We all know too that ignorance of the law is no excuse. It won’t get you out of a traffic ticket; it should certainly not get you out of violations of federal law and the Constitution. And look at the lame excuses offered:
Rep. Fitzpatrick claimed the event in the Capitol Visitors Center was merely a reception and not a fundraiser. This explanation doesn’t pass the smell test. A copy of the invitation to the fundraiser was posted on the Fitzpatrick for Congress website, and directed all questions to Rep. Fitzpatrick’s campaign committee. The invitation lists a $30 per person cost, permits a donor to select a specified number of tickets, and lists contribution amounts of $30, $60, $90, $120, as well as “others.” Furthermore, the invitation also instructs individuals who prefer to donate by check to make checks payable to Fitzpatrick for Congress. Rep. Sessions (who been chair of the NRCC since 2008) was a guest at this fundraiser.

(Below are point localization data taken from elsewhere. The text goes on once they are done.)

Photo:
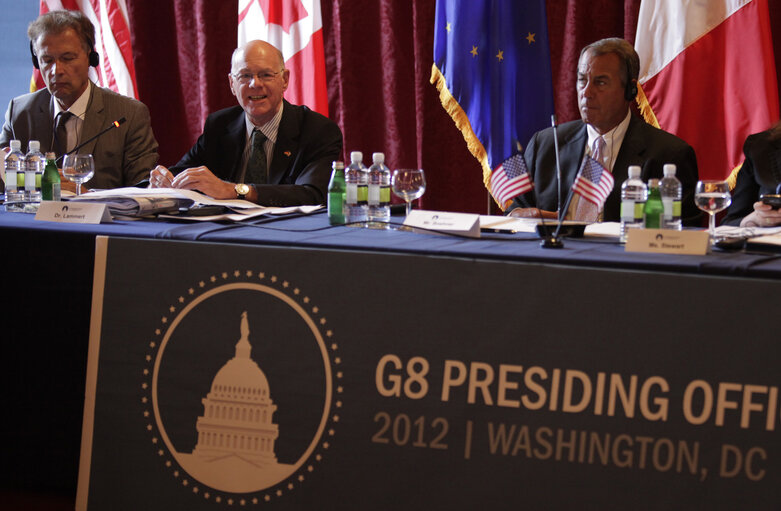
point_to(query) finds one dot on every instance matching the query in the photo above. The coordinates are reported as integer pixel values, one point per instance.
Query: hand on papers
(533, 213)
(195, 178)
(762, 216)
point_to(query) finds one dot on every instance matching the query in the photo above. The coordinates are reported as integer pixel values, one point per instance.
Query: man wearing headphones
(72, 109)
(608, 132)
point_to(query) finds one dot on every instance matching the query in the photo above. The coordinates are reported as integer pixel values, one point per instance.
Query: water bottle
(51, 182)
(34, 167)
(379, 190)
(336, 192)
(357, 193)
(633, 195)
(14, 178)
(653, 211)
(671, 191)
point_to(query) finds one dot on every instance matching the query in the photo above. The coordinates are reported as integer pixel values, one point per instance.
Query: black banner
(224, 376)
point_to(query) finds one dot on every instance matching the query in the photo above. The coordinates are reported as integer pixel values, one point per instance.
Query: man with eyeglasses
(265, 149)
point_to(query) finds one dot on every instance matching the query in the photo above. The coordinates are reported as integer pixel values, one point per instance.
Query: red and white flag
(112, 42)
(708, 75)
(296, 28)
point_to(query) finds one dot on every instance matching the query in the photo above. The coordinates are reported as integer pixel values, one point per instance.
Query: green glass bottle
(653, 212)
(336, 191)
(50, 182)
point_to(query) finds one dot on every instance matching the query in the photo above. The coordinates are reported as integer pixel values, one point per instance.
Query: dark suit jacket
(643, 145)
(759, 174)
(307, 144)
(123, 156)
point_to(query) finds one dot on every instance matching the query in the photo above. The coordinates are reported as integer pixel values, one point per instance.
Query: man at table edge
(606, 86)
(265, 149)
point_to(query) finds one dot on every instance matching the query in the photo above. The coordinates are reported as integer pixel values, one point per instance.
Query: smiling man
(606, 87)
(72, 109)
(265, 149)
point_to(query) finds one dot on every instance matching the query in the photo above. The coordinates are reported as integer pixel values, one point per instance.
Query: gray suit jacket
(123, 156)
(643, 145)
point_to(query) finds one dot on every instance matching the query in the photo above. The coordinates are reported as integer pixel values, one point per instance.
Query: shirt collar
(79, 107)
(270, 129)
(613, 139)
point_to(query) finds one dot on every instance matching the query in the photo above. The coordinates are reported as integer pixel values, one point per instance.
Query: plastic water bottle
(653, 211)
(357, 194)
(33, 173)
(379, 190)
(51, 182)
(336, 191)
(671, 191)
(14, 178)
(633, 196)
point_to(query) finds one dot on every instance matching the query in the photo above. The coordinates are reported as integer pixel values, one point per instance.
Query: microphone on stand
(553, 240)
(115, 124)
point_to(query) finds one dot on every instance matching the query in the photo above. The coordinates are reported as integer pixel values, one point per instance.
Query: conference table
(399, 369)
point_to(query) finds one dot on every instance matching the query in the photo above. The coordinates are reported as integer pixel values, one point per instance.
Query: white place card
(73, 212)
(668, 241)
(445, 221)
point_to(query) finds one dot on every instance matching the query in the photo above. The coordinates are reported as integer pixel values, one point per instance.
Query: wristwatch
(242, 189)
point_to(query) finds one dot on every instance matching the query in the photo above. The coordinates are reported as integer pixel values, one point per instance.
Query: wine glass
(78, 168)
(408, 185)
(712, 196)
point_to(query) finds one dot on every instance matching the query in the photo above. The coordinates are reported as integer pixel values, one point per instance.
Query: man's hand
(533, 213)
(160, 177)
(203, 180)
(763, 216)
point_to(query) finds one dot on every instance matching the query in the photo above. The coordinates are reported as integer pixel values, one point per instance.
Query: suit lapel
(232, 142)
(287, 144)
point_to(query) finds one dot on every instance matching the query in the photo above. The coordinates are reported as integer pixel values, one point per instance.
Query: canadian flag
(295, 27)
(112, 42)
(707, 74)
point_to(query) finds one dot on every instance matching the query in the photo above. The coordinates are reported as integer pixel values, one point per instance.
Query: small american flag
(594, 183)
(510, 179)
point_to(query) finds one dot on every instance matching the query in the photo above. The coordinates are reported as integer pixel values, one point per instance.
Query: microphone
(115, 124)
(553, 240)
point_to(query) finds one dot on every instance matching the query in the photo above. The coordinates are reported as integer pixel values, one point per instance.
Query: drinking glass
(712, 196)
(79, 168)
(408, 185)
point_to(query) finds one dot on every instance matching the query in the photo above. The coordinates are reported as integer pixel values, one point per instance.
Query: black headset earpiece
(93, 56)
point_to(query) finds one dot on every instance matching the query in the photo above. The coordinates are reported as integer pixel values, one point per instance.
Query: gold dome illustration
(236, 433)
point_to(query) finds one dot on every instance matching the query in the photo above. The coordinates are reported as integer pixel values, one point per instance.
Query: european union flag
(492, 69)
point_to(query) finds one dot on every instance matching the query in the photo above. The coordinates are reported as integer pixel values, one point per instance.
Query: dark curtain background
(378, 61)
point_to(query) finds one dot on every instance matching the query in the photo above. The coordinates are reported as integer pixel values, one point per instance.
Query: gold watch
(242, 189)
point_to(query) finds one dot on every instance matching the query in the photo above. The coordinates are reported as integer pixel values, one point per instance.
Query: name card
(73, 212)
(667, 241)
(457, 223)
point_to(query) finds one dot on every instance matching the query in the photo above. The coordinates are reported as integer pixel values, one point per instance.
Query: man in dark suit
(63, 49)
(264, 150)
(606, 85)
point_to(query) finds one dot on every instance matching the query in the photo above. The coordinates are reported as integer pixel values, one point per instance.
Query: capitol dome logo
(242, 389)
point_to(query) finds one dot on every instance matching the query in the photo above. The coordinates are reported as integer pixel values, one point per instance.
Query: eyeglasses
(263, 76)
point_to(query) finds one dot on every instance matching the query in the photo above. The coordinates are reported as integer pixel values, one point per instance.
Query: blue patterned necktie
(257, 172)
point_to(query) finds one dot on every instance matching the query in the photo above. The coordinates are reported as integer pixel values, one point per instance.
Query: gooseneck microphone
(115, 124)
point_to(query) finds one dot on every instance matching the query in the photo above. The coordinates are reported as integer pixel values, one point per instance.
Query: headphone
(93, 56)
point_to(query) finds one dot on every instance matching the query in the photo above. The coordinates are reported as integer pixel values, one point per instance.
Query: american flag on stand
(510, 179)
(112, 42)
(594, 183)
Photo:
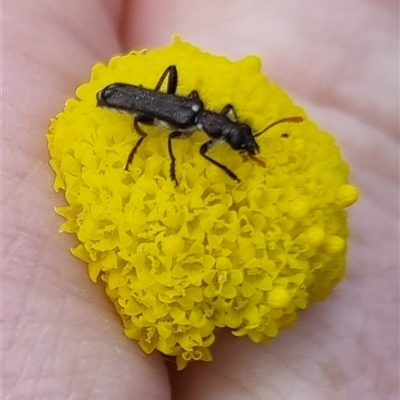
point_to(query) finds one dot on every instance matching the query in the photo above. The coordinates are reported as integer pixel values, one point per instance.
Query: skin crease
(61, 336)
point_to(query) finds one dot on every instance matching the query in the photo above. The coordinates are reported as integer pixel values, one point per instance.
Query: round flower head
(181, 260)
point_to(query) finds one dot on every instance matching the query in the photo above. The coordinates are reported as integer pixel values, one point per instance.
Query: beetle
(184, 115)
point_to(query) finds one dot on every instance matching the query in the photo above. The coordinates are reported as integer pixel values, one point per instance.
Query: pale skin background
(61, 336)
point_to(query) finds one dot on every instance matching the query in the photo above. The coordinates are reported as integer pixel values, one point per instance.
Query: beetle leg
(172, 80)
(205, 147)
(228, 109)
(174, 135)
(144, 119)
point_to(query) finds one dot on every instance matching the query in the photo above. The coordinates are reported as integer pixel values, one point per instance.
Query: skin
(61, 336)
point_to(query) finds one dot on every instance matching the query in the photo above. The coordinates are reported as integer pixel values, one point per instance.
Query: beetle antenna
(289, 119)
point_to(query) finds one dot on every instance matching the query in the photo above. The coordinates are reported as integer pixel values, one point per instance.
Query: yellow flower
(178, 262)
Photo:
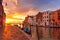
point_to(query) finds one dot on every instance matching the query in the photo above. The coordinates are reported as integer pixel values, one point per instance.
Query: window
(59, 15)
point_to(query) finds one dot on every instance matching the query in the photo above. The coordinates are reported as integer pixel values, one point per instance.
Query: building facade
(55, 18)
(39, 18)
(2, 16)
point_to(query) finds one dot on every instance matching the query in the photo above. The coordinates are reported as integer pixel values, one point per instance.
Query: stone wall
(48, 33)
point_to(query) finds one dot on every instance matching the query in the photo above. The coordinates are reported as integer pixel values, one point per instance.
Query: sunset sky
(29, 7)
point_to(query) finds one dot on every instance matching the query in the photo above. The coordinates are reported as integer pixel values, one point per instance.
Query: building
(45, 18)
(39, 18)
(55, 18)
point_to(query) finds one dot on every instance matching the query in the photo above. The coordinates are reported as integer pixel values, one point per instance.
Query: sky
(30, 7)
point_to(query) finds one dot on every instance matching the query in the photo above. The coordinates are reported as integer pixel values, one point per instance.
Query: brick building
(39, 18)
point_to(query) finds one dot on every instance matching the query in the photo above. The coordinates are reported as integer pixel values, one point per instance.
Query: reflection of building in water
(2, 15)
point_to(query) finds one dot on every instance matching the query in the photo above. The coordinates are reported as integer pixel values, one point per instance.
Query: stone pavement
(12, 33)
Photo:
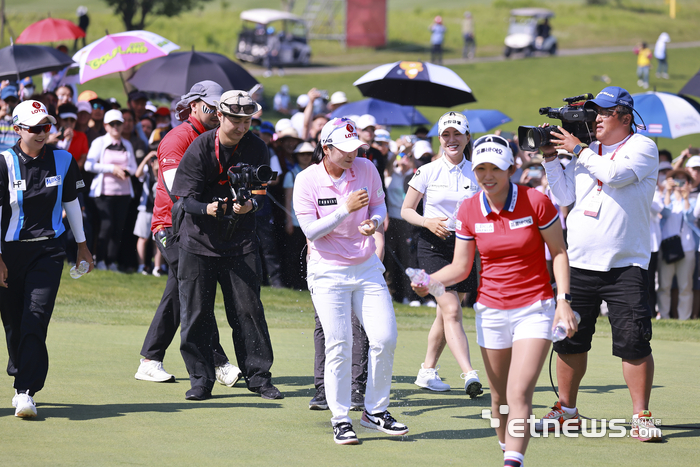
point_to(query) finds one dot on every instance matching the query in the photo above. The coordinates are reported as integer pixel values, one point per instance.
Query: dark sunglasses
(36, 129)
(248, 109)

If you’re going to lie, Mr. Fitzpatrick, at least do so convincingly. This is no longer the third grade. More rides on this than the activities of a nine-year-old. More has to be expected out of an elected official. Congress is not a fraternity and it’s not party time. CREW:
“It is incumbent on Speaker Boehner and Republicans to handle these clear ethics violations in the same vigorous way as the violations of Democratic members Charles Rangel (D-NY) and Maxine Waters (D-CA) have been pursued,” said Sloan. “This new Congress has an opportunity to demonstrate to the American people that no member of Congress is above the law.”
I suspect both CREW and the American people will go away disappointed in this hope. We have already seen the depth of Republican devotion to the Constitution and we should not expect too much from the party of status-quo.